Kompas, Rabu, 16 Februari 2005, memuat artikel dengan judul Proyek Pengelolaan Air Minum Segera Ditenderkan, yang berisi rencana pemerintah untuk segera melakukan privatisasi pengelolaan air minum. Segera yang dimaksud di sini benar-benar SEGERA karena tender sudah akan dimulai bulan depan, Maret 2005. Berita yang dilengkapi tabel berisi daftar 20 proyek penyediaan air senilai 380,5 juta dollar AS ini betul-betul mengejutkan mengingat sampai saat ini Peraturan Pemerintah tentang Air Minum dan Sanitasi serta Pengusahaan Sumber Daya Air belum disahkan, bahkan Desember tahun lalu, konsultasi publik masih dilakukan di beberapa kota untuk membahas rancangan PP ini.

Selain itu, sampai saat ini Indonesia belum memiliki Undang-Undang (UU) Privatisasi, sedangkan UU No 7 tentang Sumber Daya Air sendiri sangat riskan bila dijadikan landasan hukum yang memadai bagi privatisasi sumber daya air karena sangat longgar mengatur peran swasta di sektor air. Apalagi, saat ini UU tersebut masih berada di Mahkamah Konstitusi (MK), menghadapi tuntutan dari ratusan warga masyarakat dan puluhan organisasi yang meminta MK membatalkan pasal- pasal yang berhubungan dengan dibukanya secara luas peluang swasta mengusahakan sumber daya air di Indonesia.

Dari artikel tersebut juga diketahui bahwa rencana pemerintah memulai tender untuk tiga proyek terlebih dahulu, yaitu proyek di Ciledug, Ciparen dan Solo-Sukoharjo. Menariknya, dari semua proyek pendahuluan ini, yang akan diprivatisasi adalah sumber air atau air bakunya, bukan Perusahaan Daerah Air Minum (PDAM)-nya seperti yang selama ini banyak dibahas.
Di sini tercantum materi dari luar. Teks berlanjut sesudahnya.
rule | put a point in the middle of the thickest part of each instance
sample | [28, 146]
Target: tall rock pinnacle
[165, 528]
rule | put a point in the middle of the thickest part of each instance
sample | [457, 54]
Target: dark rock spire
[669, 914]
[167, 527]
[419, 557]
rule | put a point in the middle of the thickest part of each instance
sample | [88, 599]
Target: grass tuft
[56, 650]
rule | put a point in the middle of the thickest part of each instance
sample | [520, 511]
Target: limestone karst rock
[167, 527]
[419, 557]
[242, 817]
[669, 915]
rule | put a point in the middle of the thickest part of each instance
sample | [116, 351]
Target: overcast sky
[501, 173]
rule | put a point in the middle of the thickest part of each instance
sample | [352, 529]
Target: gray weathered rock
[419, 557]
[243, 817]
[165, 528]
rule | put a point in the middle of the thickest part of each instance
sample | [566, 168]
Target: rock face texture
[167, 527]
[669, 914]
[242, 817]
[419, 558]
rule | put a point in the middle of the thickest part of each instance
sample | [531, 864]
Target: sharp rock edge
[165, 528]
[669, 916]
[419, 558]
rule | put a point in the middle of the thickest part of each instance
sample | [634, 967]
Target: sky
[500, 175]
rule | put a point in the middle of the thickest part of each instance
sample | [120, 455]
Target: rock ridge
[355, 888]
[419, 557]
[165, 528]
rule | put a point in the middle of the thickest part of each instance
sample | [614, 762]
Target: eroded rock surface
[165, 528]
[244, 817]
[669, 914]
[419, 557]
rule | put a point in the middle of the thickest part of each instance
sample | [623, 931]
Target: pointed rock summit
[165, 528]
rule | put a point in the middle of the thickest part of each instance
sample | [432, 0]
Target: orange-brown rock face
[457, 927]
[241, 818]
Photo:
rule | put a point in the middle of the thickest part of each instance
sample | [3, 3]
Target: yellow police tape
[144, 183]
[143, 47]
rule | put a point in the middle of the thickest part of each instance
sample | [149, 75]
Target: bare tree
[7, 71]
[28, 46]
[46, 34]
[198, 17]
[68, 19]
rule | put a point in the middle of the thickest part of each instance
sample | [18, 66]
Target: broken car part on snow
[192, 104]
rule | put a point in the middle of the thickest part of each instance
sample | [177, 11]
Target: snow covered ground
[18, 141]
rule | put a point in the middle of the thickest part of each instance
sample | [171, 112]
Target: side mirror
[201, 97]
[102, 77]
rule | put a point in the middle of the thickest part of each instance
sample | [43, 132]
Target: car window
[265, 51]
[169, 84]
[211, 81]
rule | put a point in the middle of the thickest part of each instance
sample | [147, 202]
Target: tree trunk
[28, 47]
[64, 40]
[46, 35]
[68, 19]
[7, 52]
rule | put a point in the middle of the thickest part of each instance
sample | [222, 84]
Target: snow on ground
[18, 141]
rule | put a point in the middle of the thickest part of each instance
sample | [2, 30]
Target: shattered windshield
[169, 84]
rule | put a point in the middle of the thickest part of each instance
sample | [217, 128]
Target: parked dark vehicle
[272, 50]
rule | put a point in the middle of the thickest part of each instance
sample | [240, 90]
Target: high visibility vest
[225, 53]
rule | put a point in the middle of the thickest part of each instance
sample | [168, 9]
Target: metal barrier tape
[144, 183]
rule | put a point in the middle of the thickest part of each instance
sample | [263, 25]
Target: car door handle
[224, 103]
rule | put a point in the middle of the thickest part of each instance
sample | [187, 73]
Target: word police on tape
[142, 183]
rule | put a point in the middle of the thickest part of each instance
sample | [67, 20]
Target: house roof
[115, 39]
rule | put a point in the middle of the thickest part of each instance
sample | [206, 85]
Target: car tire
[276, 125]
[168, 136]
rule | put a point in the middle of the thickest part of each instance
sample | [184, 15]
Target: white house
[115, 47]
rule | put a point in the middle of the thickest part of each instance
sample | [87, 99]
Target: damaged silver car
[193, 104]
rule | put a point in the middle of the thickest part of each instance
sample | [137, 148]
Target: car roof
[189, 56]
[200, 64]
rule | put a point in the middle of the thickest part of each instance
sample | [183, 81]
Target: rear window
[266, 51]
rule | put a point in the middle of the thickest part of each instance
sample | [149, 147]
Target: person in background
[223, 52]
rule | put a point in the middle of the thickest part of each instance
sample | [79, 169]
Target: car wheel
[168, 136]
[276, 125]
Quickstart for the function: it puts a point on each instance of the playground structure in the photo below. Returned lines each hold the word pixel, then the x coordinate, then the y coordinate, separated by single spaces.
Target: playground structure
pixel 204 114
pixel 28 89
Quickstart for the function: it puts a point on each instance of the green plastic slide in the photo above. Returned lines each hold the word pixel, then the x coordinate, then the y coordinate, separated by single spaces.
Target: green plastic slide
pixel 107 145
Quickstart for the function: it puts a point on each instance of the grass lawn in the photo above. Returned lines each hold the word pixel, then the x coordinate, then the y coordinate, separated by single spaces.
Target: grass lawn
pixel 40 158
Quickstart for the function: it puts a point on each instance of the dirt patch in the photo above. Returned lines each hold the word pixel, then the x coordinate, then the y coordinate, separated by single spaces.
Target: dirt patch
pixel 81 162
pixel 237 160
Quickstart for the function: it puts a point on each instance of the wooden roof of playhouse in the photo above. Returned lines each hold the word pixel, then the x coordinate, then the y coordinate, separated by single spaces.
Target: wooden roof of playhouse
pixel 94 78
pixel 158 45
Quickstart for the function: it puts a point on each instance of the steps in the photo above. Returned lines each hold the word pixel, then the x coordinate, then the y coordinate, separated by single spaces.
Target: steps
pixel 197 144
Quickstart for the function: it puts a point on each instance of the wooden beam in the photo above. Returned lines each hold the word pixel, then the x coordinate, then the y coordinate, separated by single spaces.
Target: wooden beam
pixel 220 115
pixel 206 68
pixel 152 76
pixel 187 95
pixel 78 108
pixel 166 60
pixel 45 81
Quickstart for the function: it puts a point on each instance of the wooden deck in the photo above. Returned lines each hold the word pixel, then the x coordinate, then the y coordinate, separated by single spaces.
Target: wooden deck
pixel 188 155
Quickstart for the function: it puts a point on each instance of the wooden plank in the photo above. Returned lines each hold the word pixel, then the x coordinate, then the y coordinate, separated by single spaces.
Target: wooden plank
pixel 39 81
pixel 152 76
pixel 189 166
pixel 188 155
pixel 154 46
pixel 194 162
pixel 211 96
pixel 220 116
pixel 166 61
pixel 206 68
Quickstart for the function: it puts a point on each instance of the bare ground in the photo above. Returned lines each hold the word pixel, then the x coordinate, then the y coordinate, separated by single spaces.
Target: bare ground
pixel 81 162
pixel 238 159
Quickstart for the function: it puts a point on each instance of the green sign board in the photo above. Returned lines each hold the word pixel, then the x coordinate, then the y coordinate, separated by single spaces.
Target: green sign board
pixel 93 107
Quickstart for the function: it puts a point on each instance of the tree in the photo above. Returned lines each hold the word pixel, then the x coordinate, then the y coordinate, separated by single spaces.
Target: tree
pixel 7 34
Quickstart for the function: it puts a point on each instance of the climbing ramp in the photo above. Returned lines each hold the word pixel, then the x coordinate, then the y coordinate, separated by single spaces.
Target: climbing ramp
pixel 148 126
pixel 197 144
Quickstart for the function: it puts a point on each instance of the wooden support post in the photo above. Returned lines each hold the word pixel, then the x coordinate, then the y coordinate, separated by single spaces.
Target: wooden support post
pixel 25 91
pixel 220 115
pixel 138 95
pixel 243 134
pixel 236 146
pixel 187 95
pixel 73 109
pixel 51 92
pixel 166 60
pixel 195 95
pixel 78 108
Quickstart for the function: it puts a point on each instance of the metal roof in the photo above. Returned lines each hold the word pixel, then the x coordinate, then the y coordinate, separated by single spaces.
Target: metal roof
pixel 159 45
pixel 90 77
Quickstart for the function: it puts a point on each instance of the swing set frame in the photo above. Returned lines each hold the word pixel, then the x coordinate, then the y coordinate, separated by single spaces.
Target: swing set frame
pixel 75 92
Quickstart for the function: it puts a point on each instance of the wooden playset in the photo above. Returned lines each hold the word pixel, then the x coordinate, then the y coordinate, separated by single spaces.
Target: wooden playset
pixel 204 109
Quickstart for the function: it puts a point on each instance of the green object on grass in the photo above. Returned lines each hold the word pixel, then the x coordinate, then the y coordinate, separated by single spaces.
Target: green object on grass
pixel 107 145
Pada tiga proyek ini, model kerja sama privatisasi yang ditawarkan adalah konsesi, artinya keseluruhan operasi, pemeliharaan, dan investasi sumber air sepenuhnya akan berada di tangan swasta.

Hal yang sangat penting diperhatikan, masih banyak penduduk Indonesia yang memperoleh air untuk kebutuhan sehari-hari langsung dari sumber air (air sungai, danau, mata air, waduk, dan lain-lain). Jika kemudian sumber airnya dikuasai oleh badan usaha swasta, jelas akan banyak penduduk yang akan kehilangan akses mereka terhadap air. Mereka tidak bisa lagi mengambil air untuk kebutuhan sehari-hari karena swasta tentunya akan menetapkan berbagai peraturan yang bersifat mengamankan aset mereka, yang itu juga berarti limitasi akses bagi pengguna lainnya.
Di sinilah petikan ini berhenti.